SERMs have more physical evidence that proves that the chemicals actually return the body’s natural testosterone estrogen levels back to normal. There have been controlled tests done on these chemicals in order for them to be produced. SERMs can only legally be attained by prescription from a doctor. This forces many individuals to look elsewhere to obtain these drugs illegally. Individuals choose not to go the SERM route for PCT simply because they do not want to see a doctor or break the law. Another reason leading away from SERM use is because individuals do not believe that the potential side effects that my come with the use of SERMs is worth the risk. SERMs include: Nolvadex, Clomid, Toremifene. Nolvadex is the marketing name for the drug Tamoxifen Citrate.
Nolvadex is the marketing name for the drug Tamoxifen Citrate. It is a must, when running a compound that has a high estrogen conversion rate. It is unique and a staple in many other SERM PCTs, due to the fact that it binds directly to the receptor site in breast tissue. The major potential side effect of the use of nolvadex is changes in liver enzyme levels. More severe liver abnormalities including fatty liver, cholestasis, hepatitis and hepatic necrosis have been reported in rare cases. There have only been a few reports on very serious cases in which there were fatalities.

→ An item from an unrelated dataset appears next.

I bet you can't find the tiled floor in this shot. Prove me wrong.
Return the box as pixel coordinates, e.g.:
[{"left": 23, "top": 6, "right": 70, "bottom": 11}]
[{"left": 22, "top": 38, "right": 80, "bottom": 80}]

Clomid is another commonly used drug for PCT. Clomid is the marketing name for clomiphene citrate, which also binds to the estrogen receptor in breast tissue and prevents estrogen from binding there. This prevents gynocomastia. Even though clomid and nolvadex, have the same effect on the body, nolvadex is much more efficient on binding to the receptor site. The unique attribute of clomid is that it also combats negative feedback. In a study published by the Department of Endocrinology at the University of Newcastle we see the proven effects off clomid:
A study was done on a 31-year-old man presenting with an 18-month history of sexual dysfunction resulting from severe adult-onset IHH (LH 1.7 U/L, FSH 2.0 U/L, T 3.5 nmol/L). Initial therapy with 50 mg of clomiphene citrate three times a day for 7 days, with overnight LH pulse profiling and 9 am T levels evaluated at baseline and on completion. A 2-month washout period, followed by low-dose maintenance therapy (25-50 mg/d) for 4 months. MAIN OUTCOME MEASURE(S): Baseline and stimulated T levels and LH pulsatility; effect on sexual function. RESULT(S): Clomiphene therapy resulted in complete normalization of pulsatile gonadotropin secretion, serum T level, and sexual function.
The use of Clomid may come with less serious unwanted side effects such as affecting your vision and emotional issues. These side effects, though considered less serious, should be taken into consideration when choosing between nolvadex and clomid.